Trasportò a fatica Ted su per le scale, si sincerò di non essere né visto né seguito, ed entrò nell’appartamento.
Tutto pronto, era ora di terminare lo show.
Trascinò il cadavere di Amanda in camera, lo scaraventò sul letto, quindi prese dall’armadietto sotto il lavello della cucina una bottiglia di acido muriatico.
Ted, intanto, stava bofonchiando qualcosa d’incomprensibile.
Stappò la bottiglia di vetro trasparente con l’immagine dell’immancabile teschio con le tibie incrociate ad indicarne la pericolosità, stampata sull’etichetta.
Si mise a cavalcioni sopra Ted.
“Bene, mio buon amico, è ora che tu tolga il disturbo, è ora che tu prenda congedo dalla tua misera vita e permetta alla mia meravigliosa esistenza di avere inizio”.
Baciò Ted sulla fronte e lo soffocò con un cuscino.
Non ci volle molto, il poveretto non oppose neanche una gran resistenza, passò dal sonno del brandy a quello della morte senza troppe proteste e, forse, senza neppure rendersene realmente conto.
“Bravo amico mio” disse Dominus “tu sì che sei un uomo di classe”.
Versò l’acido sul volto dell’uomo rapito nel bar; il liquido a contatto con la pelle emise un sinistro sfrigolio, come d’olio che bolle, la carne si arrossò, si gonfiò, ed infine si macerò con zelo, scoprendo in più punti il candore dell’osso, gli occhi scomparvero in due piccole esplosioni di sangue lasciando le orbite nere e vuote a fissare l’infinto.
Fu la volta delle mani, era meglio non lasciare le impronte digitali, se il buon vecchio Ted aveva a suo carico qualche pendenza penale, il suo meticoloso piano si sarebbe infranto come una bolla di sapone.
Fu la volta dei denti.
Il suo alterego, Jack Hamilton, aveva scritto avventure simil poliziesche per tutta la sua defunta esistenza, anche l’arcata dentaria poteva essere riconoscibile.

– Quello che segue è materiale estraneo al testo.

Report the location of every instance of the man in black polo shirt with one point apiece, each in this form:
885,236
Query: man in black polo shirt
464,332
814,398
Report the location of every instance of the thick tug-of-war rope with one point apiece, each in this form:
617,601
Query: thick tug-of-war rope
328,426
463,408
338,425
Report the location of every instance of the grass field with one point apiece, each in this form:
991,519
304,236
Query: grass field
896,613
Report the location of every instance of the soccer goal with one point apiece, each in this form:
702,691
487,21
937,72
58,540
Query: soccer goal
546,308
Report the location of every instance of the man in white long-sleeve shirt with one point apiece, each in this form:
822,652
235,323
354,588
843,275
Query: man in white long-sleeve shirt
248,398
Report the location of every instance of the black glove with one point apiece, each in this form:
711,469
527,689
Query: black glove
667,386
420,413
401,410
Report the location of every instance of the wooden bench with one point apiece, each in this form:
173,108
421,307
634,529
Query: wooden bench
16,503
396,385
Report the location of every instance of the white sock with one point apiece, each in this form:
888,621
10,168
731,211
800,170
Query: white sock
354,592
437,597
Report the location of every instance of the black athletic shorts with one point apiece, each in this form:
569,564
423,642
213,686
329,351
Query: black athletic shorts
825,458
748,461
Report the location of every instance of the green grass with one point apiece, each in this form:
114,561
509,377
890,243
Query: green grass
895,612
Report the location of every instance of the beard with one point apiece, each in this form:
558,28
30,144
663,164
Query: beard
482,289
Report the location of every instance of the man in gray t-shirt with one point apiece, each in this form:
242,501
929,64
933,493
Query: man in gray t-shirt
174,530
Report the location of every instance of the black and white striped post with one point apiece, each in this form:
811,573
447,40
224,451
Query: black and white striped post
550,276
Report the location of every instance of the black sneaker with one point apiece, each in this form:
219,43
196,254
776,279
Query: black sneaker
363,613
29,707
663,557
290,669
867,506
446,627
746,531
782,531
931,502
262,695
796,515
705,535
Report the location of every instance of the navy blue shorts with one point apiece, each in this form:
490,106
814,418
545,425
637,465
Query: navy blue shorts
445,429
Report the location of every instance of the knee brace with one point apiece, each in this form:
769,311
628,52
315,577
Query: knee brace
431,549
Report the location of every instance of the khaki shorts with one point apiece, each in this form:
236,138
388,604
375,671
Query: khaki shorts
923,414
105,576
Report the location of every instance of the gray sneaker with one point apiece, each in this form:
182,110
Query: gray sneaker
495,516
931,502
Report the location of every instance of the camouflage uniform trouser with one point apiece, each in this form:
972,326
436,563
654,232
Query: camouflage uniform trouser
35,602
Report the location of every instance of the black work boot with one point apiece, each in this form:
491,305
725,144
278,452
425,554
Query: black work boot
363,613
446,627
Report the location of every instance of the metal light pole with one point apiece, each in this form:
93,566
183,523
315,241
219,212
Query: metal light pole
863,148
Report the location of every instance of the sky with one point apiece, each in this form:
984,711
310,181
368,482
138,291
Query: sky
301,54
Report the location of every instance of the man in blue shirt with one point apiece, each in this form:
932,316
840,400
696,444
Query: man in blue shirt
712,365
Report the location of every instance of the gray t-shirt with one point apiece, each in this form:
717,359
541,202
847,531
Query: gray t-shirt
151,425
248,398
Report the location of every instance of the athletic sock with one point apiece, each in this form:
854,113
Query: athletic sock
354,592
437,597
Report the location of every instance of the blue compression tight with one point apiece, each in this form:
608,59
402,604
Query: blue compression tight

Prese un martello dalla cassetta degli attrezzi e lo smagliante sorriso di Theodor andò in frantumi, insieme a buona parte del suo osso mascellare.
Indietreggiò per osservare meglio la scena: perfetto.
Ed ora il tocco di maestria, pura arte, credetemi, pure arte.
Accese lo schermo del personal computer che Jack a volte usava per la corrispondenza in rete, e su un immacolato documento di word, scrisse poche righe; lasciò il monitor acceso ed uscì.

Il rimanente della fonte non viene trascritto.